PROBABALISTIC RECURSIVE GOSSIP

A strategy for efficient propogation of state-changes over a peer-to-peer network

By N. P. O'Donnell, 2019

Abstract

Over the past 20 years, peer-to-peer (P2P) networks have become very popular and continue to be an active area of research. While P2P networks such as Bitcoin, IPFS, FreeNet, and eMule serve different purposes and have different designs, they all share some common requirements: they need to be able to organise themselves without a central authority, discover new nodes joining the network, detect when nodes leave the network, and each participant maintain a sensible number of connections to its peers, such that it may get a reasonable service, making best use of its bandwidth, memory and CPU resources.

P2P networks also share information or files, and transmit state changes about them. Several designs have been proposed for achieving these goals in a generic way including Pastry, Tapestry, Chord and CAN.

In this paper I present a generic design for peer-to-peer networks which is logarithmically scalable and allows boundless growth of information harboured in the system as a whole, by making each node responsible for a subset of resources, and ensuring that new resources and state-changes pertaining to those resources are routed to the most appropriate nodes in a timely and reliable manner.

First we will discuss a numbering system for tagging each node and resource on the P2P network with a unique ID number such that no central authority is required for dispatching ID numbers, yet no two nodes or resources are likely to share the same ID. We we will then discuss an algorithm wherein each node connects preferably to peers with certain IDs over others, forming a topology where a node can reach any other node on the network with minimal hops. Next, we describe an algorithm which, when run on the nodes, allows this topology to flourish, ensuring quick integration of new nodes into the fabric, and that any breaks in the topology caused by nodes suddenly leaving, are quickly healed. Finally we present an algorithm for propogating state-changes over this topology that is fast, efficient, accurate, fault-tolerant, and scalable.

1. Identification of Nodes and Resources

On any kind of network, the participants need a way of identifying themselves, whether it be to a central authority or to each other. On a typical home local-area-network (LAN), there is usually a router running an algorithm called DHCP, which assigns an IP address to any new device joining the network. The router keeps a record of which devices are assigned which IP addresses, and never assigns the same IP address twice, lest packets be mis-routed and arrive at the wrong destination. The router's DHCP service acts as a central authority for IP addresses ensuring this chaotic scenario never occurs.

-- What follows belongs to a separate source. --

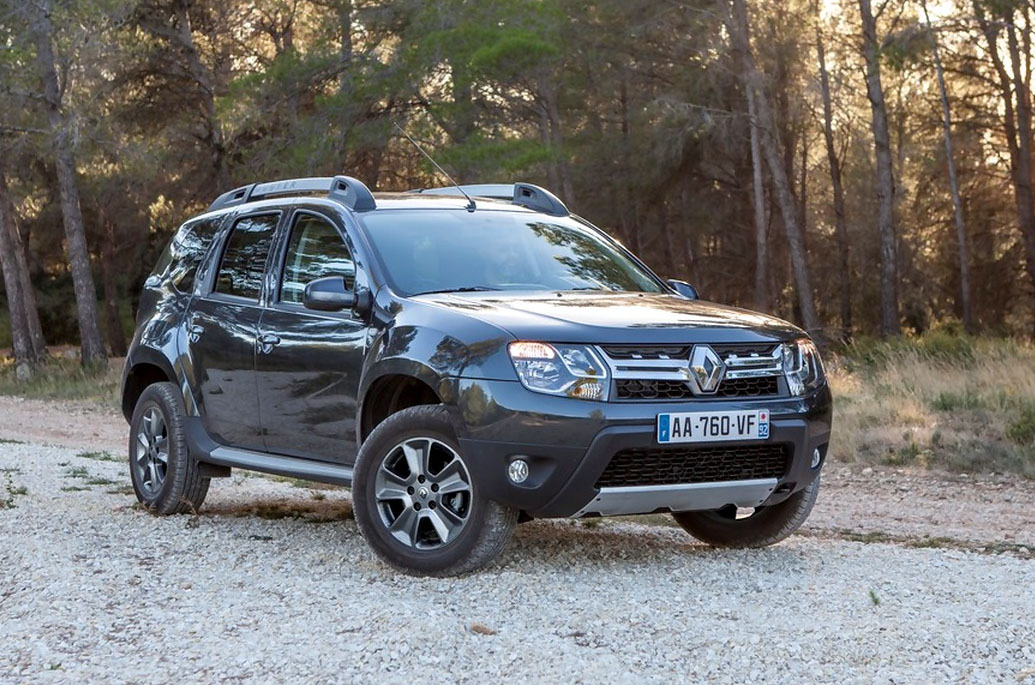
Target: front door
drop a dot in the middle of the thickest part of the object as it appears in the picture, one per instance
(308, 362)
(222, 329)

The typical home LAN setup is an example of a centralized network.

Unlike centralized networks, P2P networks have no authority responsible for assigning addresses or IDs, so the participants need a way of choosing an ID for themselves that is highly probable to be unique. Some P2P systems use the IP address of the host they're running on, however this can cause problems if the IP address changes, or the computer is behind a NAT which has other machines also on same P2P network. This could cause outside nodes to think there is only one node on the NAT, when in fact there are several.

One strategy for choosing an ID that's probably unique is to simply use a massive random number as the ID. A number so large that the chances are negligable that any other node has chosen that number. We will use this approach as our method of ID assignment to both nodes and resouces. For both node IDs and resource IDs, we need enough bits in the ID to ensure:

We will never run out of IDs
We will never randomly choose the same ID twice

We will use the same number of bits for both node IDs and resource IDs because we want certain resources to have an affinity to certain nodes, specifically those nodes who's IDs are numerically close to that of the resources. Finally we would like for both node IDs and resource IDs to be evenly distributed. If we choose a random number modulo , these needs are satisfied.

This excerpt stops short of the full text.